On either side of 94, you walk. This area was never some uniformly green and orderly section of neighborhoods, even before the interstates. Some of it was, especially south of Glenwood and near the Olson Highway, but this is also been the site of enormous train yards dating back to the 19th century that cut right through the neighborhoods.

Still, if you pay close attention to the street names you come across, you can get glimpses of the old neighborhoods and street grids beneath the interstate. Between Dunwoody College of Technology and 94, there’s a lonely few yards of street designated Ontario Avenue. Where did that come from? Don’t Minneapolis streets have orderly, logical names? Of course they do, so it makes more sense when you look at an old plat map, and see Kenwood Parkway used to be called “Superior Street,” and there was a section of Great Lakes-named east-west streets near the Parade Grounds, all now gone.

MinnPost photo by Andy Sturdevant
The planners who determined the route of the interstates in the 1950s and ’60s were probably not Catholic.

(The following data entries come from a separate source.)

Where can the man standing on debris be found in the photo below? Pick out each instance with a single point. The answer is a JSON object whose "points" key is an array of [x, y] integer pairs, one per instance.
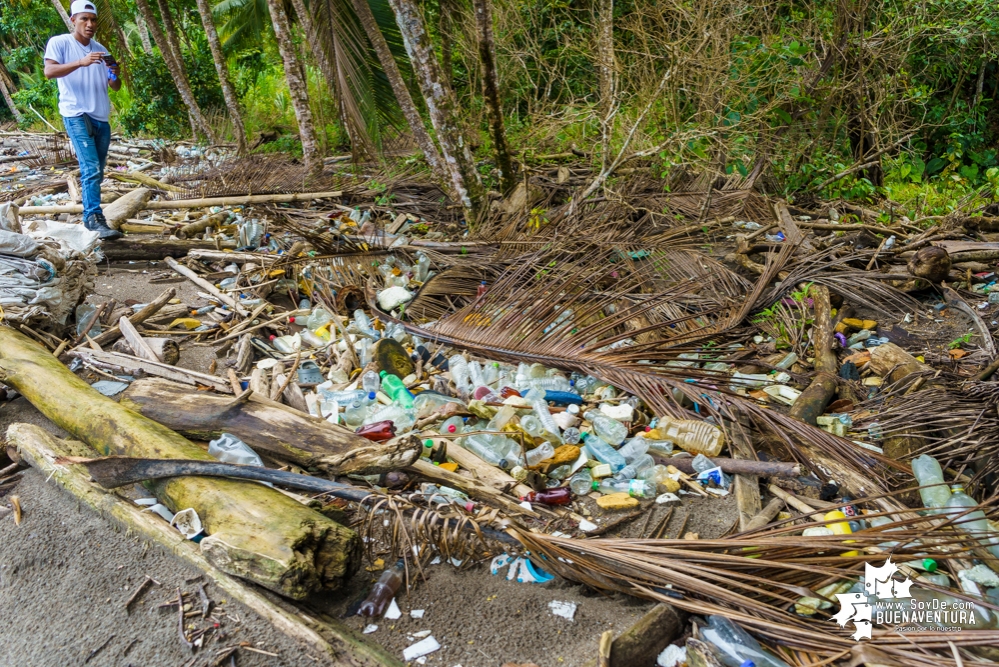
{"points": [[85, 70]]}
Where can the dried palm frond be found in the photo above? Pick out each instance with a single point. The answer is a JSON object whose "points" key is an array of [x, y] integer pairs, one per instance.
{"points": [[755, 580]]}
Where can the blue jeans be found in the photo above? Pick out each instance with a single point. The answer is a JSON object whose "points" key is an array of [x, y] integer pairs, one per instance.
{"points": [[92, 153]]}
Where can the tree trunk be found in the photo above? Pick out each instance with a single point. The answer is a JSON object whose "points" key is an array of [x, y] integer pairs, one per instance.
{"points": [[443, 108], [231, 101], [605, 72], [198, 122], [140, 23], [10, 101], [490, 90], [269, 428], [62, 14], [254, 532], [400, 89], [297, 86]]}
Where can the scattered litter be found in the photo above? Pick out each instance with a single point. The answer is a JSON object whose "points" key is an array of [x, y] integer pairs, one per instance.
{"points": [[566, 610]]}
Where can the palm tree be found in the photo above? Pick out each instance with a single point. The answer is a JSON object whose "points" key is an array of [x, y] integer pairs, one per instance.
{"points": [[297, 86], [198, 122], [443, 108], [490, 91], [228, 92], [6, 85], [400, 89], [62, 14]]}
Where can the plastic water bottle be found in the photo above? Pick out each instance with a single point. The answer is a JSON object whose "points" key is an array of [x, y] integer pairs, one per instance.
{"points": [[609, 429], [637, 468], [537, 400], [396, 390], [927, 471], [363, 325], [383, 591], [459, 375], [355, 413], [582, 482], [370, 381], [696, 437], [974, 523], [735, 646], [603, 452], [452, 425], [637, 488], [634, 448], [539, 454], [489, 450]]}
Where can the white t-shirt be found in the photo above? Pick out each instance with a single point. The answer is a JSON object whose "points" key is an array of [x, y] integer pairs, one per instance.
{"points": [[84, 91]]}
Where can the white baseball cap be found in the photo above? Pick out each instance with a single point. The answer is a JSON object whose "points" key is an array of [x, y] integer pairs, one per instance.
{"points": [[80, 6]]}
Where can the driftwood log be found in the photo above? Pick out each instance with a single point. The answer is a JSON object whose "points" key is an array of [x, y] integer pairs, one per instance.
{"points": [[268, 427], [327, 635], [254, 532], [813, 401]]}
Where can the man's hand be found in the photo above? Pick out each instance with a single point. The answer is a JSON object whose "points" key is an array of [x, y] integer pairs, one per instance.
{"points": [[90, 59]]}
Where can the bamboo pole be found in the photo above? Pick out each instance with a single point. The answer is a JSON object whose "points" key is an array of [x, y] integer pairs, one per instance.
{"points": [[41, 450], [254, 532], [170, 204]]}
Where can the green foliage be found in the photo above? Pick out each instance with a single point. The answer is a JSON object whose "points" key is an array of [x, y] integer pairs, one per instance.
{"points": [[154, 107]]}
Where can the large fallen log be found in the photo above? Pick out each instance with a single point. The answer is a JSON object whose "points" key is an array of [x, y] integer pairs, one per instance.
{"points": [[170, 204], [268, 427], [41, 450], [254, 532], [150, 246]]}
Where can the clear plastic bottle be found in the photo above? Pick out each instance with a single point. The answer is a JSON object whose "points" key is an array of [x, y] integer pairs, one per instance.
{"points": [[317, 319], [370, 381], [974, 523], [383, 591], [403, 418], [603, 452], [452, 425], [734, 646], [638, 488], [459, 375], [696, 437], [537, 400], [355, 413], [421, 270], [539, 454], [928, 472], [582, 482], [634, 448], [609, 429], [636, 468], [490, 450]]}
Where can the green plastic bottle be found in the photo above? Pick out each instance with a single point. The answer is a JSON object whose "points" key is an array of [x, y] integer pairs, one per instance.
{"points": [[396, 390]]}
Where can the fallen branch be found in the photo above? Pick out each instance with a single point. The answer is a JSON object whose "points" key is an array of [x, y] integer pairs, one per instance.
{"points": [[253, 531]]}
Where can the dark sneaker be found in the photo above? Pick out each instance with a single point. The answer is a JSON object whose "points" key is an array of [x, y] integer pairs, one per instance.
{"points": [[96, 222]]}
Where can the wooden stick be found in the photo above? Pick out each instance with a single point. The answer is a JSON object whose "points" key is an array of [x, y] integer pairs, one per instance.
{"points": [[134, 340], [144, 314], [41, 450], [207, 202], [207, 286]]}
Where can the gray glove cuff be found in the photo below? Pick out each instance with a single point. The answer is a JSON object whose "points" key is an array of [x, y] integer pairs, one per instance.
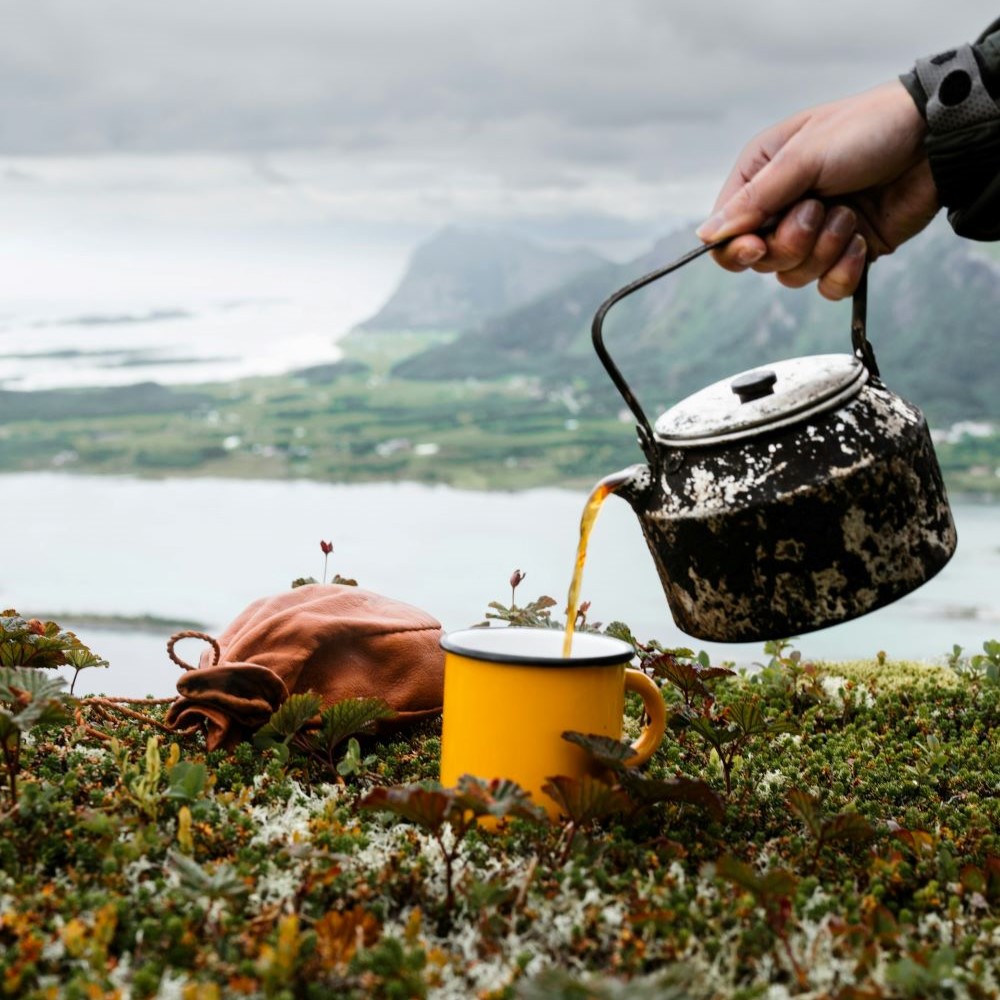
{"points": [[956, 95]]}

On the east side of 94, you’ll find two blocks of a Chestnut Street, which also seems right at home when you consider it originally ran alongside the still-extant and arboreal-themed Linden, Laurel and Hawthorne Avenues for a considerably longer distance. Also nearby was Willow (still there), Spruce (also still there, for a few blocks) and Maple (gone) in Loring Park. This sylvan cluster of roads is now, of course, separated by 394. It’s a neighborhood that connected North Minneapolis, downtown, Lowry Hill and Loring Park, four parts of the city that sometimes barely seem adjacent today. From this vantage point, you can appreciate how centrally located the Basilica must have seemed visually in the pre-Block Party era. (Not to mention the Minneapolis Farmers Market, near this site since the 1930s.) The Basilica still hovers above the banks of the interstates, although just barely peaking over the elevated ramps in places. A good clue that the engineers and planners who determined the route of the interstates in the 1950s and ’60s were probably not Catholic: 94 and 394 slice the Basilica’s parish cleanly in half.

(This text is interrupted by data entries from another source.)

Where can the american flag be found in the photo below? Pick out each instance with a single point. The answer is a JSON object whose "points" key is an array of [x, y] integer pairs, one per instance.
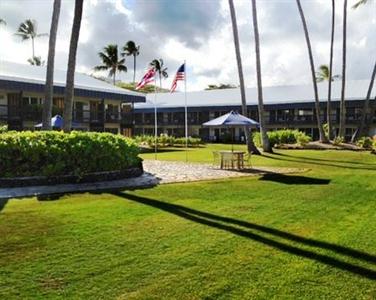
{"points": [[148, 77], [180, 75]]}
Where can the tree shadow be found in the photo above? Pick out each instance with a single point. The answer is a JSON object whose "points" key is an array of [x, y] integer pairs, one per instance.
{"points": [[293, 179], [319, 163], [252, 231], [328, 160]]}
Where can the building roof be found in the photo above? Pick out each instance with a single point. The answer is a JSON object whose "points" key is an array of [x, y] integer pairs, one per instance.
{"points": [[355, 90], [14, 76]]}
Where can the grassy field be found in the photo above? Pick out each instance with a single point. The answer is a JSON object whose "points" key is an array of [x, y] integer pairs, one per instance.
{"points": [[305, 236]]}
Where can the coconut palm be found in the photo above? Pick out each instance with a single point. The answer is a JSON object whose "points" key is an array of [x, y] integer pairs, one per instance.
{"points": [[264, 137], [36, 61], [250, 145], [322, 136], [69, 85], [48, 92], [342, 118], [131, 49], [159, 67], [28, 31], [110, 60]]}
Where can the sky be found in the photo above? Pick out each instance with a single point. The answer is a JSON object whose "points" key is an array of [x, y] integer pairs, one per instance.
{"points": [[199, 31]]}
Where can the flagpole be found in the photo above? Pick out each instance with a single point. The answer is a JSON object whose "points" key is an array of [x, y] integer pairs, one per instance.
{"points": [[186, 111], [155, 119]]}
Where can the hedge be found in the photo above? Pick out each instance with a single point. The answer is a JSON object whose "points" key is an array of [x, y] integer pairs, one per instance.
{"points": [[52, 153], [286, 136], [167, 141]]}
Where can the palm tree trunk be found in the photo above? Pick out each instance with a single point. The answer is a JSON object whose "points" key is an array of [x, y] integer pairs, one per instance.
{"points": [[322, 136], [69, 87], [250, 145], [48, 92], [362, 129], [32, 47], [134, 68], [342, 120], [264, 137], [328, 109]]}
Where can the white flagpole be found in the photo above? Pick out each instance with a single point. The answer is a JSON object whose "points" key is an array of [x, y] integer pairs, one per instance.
{"points": [[185, 110], [155, 118]]}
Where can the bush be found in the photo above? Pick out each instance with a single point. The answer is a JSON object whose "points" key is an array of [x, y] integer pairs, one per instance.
{"points": [[286, 136], [338, 140], [365, 142], [51, 153], [165, 140]]}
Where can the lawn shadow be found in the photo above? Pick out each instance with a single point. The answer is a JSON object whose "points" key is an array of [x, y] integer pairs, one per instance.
{"points": [[295, 159], [252, 231], [294, 179]]}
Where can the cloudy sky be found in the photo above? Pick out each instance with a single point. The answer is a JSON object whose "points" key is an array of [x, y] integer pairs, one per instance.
{"points": [[199, 31]]}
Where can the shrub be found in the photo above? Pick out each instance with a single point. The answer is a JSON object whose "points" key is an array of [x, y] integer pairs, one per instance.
{"points": [[286, 136], [338, 140], [51, 153], [365, 142]]}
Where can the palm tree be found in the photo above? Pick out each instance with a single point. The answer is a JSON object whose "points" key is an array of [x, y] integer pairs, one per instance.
{"points": [[69, 86], [110, 60], [264, 137], [129, 49], [250, 145], [48, 91], [159, 67], [36, 61], [322, 136], [330, 72], [342, 113], [28, 31]]}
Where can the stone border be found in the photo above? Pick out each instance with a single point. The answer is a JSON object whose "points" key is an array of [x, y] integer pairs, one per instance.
{"points": [[67, 179]]}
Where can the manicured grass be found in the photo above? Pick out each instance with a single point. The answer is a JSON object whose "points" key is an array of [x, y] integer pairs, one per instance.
{"points": [[308, 236]]}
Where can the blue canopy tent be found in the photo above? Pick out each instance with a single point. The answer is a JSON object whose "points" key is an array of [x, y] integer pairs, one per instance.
{"points": [[232, 119], [57, 122]]}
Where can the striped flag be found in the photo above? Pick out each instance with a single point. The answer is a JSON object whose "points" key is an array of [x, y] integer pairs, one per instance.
{"points": [[180, 75], [148, 77]]}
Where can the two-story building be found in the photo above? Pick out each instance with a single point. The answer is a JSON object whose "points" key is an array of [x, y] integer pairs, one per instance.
{"points": [[97, 106], [285, 107]]}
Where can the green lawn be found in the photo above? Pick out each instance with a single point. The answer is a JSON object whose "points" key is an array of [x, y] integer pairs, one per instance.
{"points": [[306, 236]]}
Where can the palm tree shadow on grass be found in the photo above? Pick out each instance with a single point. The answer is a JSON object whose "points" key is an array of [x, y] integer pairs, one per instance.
{"points": [[228, 224], [284, 157], [294, 179]]}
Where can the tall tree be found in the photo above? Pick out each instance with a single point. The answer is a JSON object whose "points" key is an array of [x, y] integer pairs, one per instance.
{"points": [[322, 136], [36, 61], [159, 67], [69, 86], [131, 49], [48, 91], [250, 145], [110, 61], [342, 117], [28, 31], [362, 128], [329, 106], [264, 137]]}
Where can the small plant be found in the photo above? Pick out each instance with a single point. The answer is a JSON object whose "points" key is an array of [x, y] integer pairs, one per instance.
{"points": [[338, 140]]}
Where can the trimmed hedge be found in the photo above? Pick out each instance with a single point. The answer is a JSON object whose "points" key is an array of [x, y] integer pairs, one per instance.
{"points": [[167, 141], [54, 153], [286, 136]]}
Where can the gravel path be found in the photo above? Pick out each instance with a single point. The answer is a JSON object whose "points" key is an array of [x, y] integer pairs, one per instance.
{"points": [[173, 171]]}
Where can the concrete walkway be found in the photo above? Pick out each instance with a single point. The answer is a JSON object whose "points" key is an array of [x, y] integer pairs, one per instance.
{"points": [[156, 172]]}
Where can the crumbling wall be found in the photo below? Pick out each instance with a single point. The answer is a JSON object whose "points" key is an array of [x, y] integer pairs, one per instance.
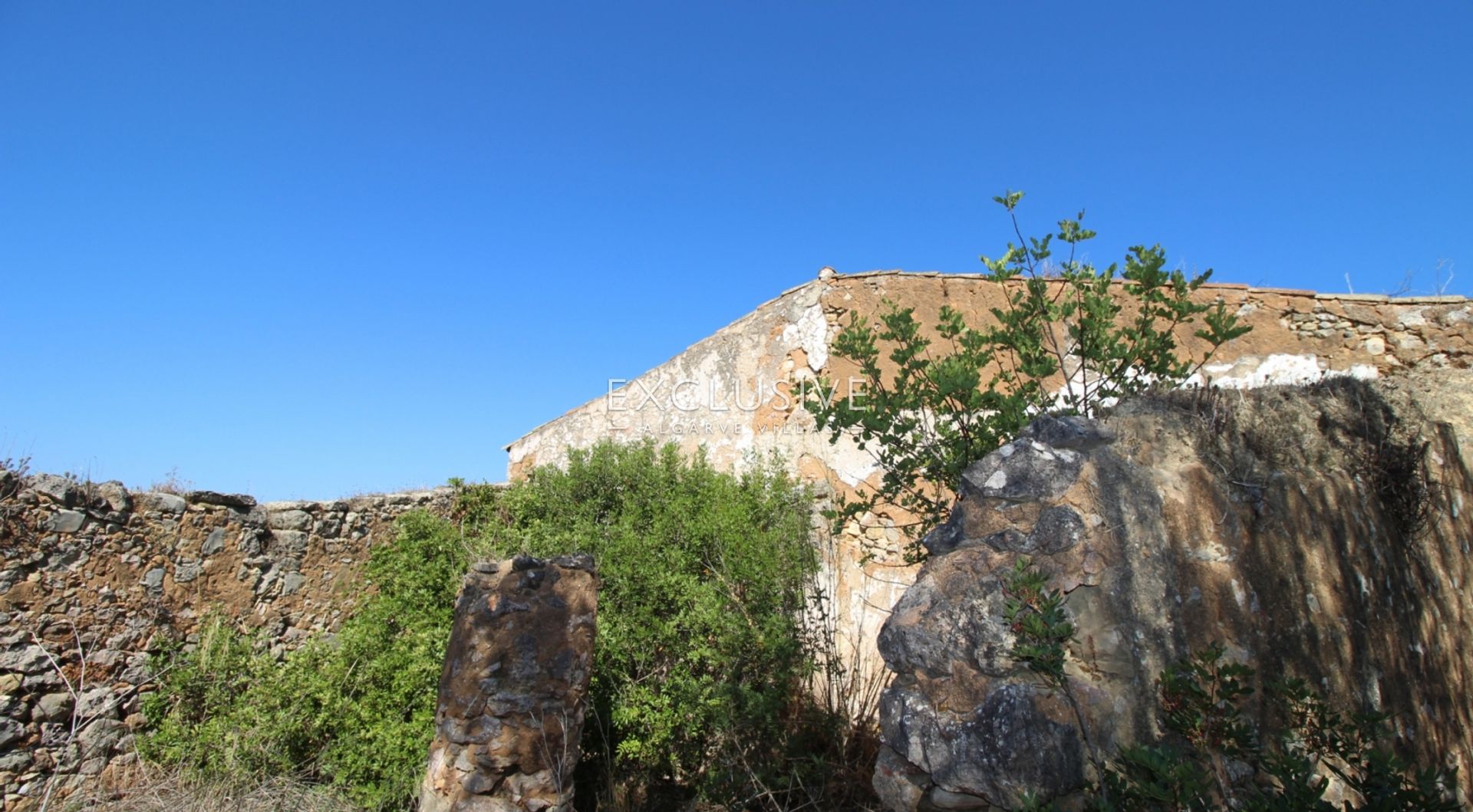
{"points": [[740, 393], [1319, 533], [93, 576]]}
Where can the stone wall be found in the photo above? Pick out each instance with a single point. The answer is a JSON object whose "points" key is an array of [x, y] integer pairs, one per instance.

Nearby there are a few other amusing clusters of street names. Lakeside Avenue, facing Lyndale and 94 south of the Olson Highway, did at one time run alongside a lake. Now, there are a few light industrial buildings dating to the 1960s. The best of these houses Accent Store Fixtures, a wonderland of retail shelving, mannequins, clothing racks and other such items, whose mundane DBA name belies the breadth of interesting and uncategorizable products found inside. Their website declares, convincingly so, that “our products are essential for … artists!” In this spirit, atop the front entrance is a heroic wire mannequin, her hand over heart like a muscular factory worker in a Soviet war memorial, lifting a white star over head. She’s a beacon of oddball local commerce for the drivers making their way westbound, a downstream cousin to I-94’s other great elevated mannequin, Mapco Minnie.

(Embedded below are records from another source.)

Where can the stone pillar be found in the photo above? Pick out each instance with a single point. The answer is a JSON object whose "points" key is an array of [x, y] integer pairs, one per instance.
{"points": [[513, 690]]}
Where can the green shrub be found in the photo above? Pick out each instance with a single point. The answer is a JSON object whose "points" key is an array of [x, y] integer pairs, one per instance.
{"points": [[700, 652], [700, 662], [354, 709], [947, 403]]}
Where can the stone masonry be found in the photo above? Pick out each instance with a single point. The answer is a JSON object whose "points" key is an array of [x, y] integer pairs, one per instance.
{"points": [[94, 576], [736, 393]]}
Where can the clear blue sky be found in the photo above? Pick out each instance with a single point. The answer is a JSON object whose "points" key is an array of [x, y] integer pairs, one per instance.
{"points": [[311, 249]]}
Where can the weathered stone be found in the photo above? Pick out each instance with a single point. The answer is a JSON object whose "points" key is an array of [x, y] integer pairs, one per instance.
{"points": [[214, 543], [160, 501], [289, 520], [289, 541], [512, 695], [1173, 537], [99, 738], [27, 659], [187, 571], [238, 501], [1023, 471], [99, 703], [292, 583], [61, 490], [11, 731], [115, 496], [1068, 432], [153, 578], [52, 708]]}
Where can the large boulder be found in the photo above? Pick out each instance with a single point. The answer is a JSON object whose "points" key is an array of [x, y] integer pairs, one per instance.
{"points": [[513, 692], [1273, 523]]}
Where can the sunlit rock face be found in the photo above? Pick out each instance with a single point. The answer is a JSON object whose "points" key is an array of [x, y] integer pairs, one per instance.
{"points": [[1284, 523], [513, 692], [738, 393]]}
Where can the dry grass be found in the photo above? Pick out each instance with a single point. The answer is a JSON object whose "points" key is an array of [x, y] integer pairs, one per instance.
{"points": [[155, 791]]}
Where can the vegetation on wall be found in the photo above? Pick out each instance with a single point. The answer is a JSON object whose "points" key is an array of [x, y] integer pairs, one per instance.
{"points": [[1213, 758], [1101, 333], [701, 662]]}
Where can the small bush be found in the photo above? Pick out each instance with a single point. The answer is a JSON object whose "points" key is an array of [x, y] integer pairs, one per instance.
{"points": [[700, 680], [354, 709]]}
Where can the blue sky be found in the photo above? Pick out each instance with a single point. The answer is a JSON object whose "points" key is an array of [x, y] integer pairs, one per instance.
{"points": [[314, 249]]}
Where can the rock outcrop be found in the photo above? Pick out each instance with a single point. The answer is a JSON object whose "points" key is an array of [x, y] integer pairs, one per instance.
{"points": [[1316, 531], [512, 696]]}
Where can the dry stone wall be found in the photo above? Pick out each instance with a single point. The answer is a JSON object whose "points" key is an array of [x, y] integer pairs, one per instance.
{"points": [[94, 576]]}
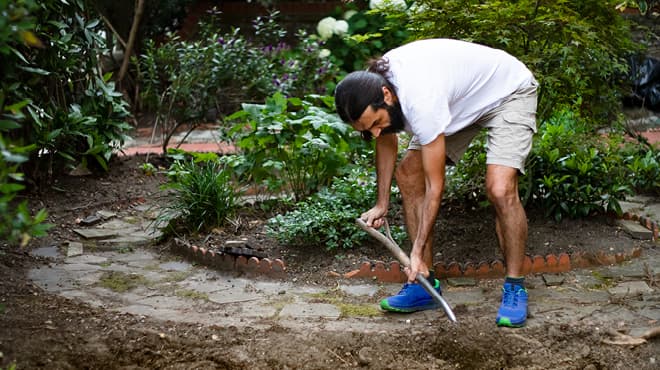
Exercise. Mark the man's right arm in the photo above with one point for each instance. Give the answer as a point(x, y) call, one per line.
point(386, 153)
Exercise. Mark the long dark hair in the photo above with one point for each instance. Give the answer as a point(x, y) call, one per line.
point(361, 89)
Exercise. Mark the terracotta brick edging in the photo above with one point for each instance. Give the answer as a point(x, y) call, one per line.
point(393, 273)
point(251, 266)
point(551, 263)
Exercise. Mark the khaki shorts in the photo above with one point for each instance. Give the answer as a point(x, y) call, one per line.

MinnPost photo by Andy Sturdevant
Accent Store Fixtures’ mannequin

If you get off the sidewalks on the two Lyndales where you can, this walk mostly takes place beneath the mighty pylons that hold the interstate up. Viewed from below on foot, they seem so much bigger, and the spaces beneath them so much vaster – up to three or four city blocks wide and many more long. The scale is mind-boggling. For all the noise above, from below, these feats of civil engineering and the parking lots beneath them seem quiet and cavernous enough to be a cathedral, a sort of weird, high modernist Atlantis.